Not only does it take some guts to practice candor, it takes skill
Once you start talking directly and honestly, there’ll be a rough patch while people work through their initial surprise. Keep going with it. In the end, as Jack Welch says, candor “always works and it always makes work better.” Welch advises to start slow and use humor sometimes. I googled “candid discussions and got a picture of George Carlin!
It’s not what you say; it’s how you say it
You can tell anyone anything if you say it with respect and come from a place of caring. As they say—it’s not what you say; it’s how you say it. Here’s a 3-step formula:
- Start with your observation of the behavior or event: “Linda, in that meeting we just left, I noticed that you interrupted Bob four times.” State the facts in specific terms, using numbers when you can. The key is to NOT start with your feeling or your conclusion: “Linda, you treated Bob pretty rudely in that meeting.” That puts your listener on the defense and they won’t hear much of what you have to say.
- State what effect the behavior likely had. “I think (or I’m wondering if) Bob got all his thoughts out (or if he felt talked over).”
- You can either stop here and wait for your listener to respond (silence is SO effective) or you can finish with a 3rd step–Ask what your listener thinks: “What do you think?” or “Thoughts?” or “Did you get a similar sense?”

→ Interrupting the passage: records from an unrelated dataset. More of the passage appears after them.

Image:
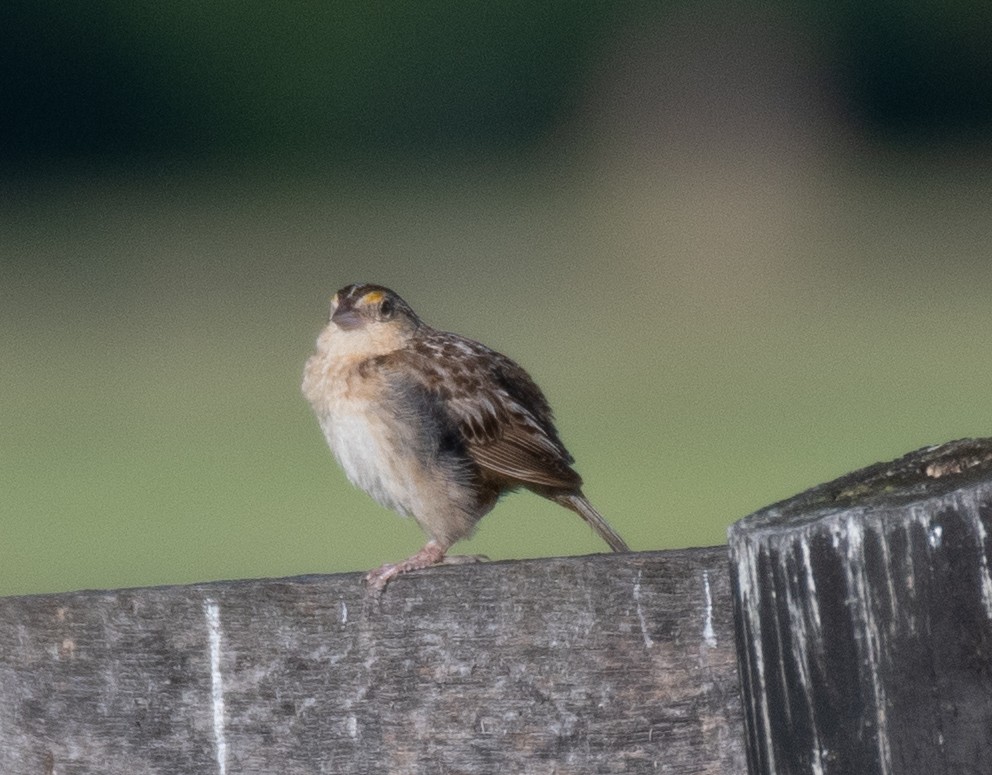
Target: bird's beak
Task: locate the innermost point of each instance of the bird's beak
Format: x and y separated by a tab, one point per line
346	318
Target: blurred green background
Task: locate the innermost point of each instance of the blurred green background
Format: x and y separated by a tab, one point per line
743	247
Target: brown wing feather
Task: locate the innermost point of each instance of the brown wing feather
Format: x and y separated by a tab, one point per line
503	417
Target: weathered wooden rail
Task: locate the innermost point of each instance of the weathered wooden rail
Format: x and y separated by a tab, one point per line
863	613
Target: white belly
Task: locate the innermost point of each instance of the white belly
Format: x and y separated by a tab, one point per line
372	458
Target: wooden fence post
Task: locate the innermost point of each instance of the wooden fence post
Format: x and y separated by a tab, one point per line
602	664
864	620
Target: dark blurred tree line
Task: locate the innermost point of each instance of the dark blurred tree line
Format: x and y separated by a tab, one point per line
118	80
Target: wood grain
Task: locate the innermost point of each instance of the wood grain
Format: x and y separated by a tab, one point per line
601	664
864	611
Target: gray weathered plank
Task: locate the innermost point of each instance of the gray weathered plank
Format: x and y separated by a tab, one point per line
602	664
865	620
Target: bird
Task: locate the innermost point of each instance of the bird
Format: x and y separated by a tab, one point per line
433	425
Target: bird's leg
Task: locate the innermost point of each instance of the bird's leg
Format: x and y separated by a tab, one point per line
432	554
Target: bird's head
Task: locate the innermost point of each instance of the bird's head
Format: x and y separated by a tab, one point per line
373	308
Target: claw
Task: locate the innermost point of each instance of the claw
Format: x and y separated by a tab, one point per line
431	554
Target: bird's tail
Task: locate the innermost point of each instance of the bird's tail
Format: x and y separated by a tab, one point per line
577	502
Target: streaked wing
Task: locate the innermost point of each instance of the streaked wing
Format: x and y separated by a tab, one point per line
501	415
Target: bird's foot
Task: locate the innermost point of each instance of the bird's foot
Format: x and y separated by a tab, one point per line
431	554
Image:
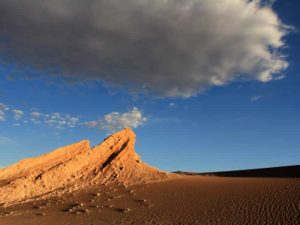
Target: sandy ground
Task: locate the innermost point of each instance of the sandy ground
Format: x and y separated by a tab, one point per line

When you deliver a candid message, the key to conveying that’s it’s about the behavior vs the person is in how you start it. When you start with the pure facts of the situation, you’re not putting anything critical, evaluative, or judgmental out there. The next time you decide to speak with candor, if you do nothing else, start by saying what you observed and you’ll get a receptive response and a solution-focused result most every time.
How to get candor if someone else is beating around the bush
Sometimes you need others to practice candor. Try saying things like “What is it you’re really trying to tell us?” or paraphrase with “So what I think I hear you saying is…”
You’ll be surprised how quickly candor catches on. People crave it and once they see that not only did everyone survive it, they thrived as a result of it, they’ll jump on board.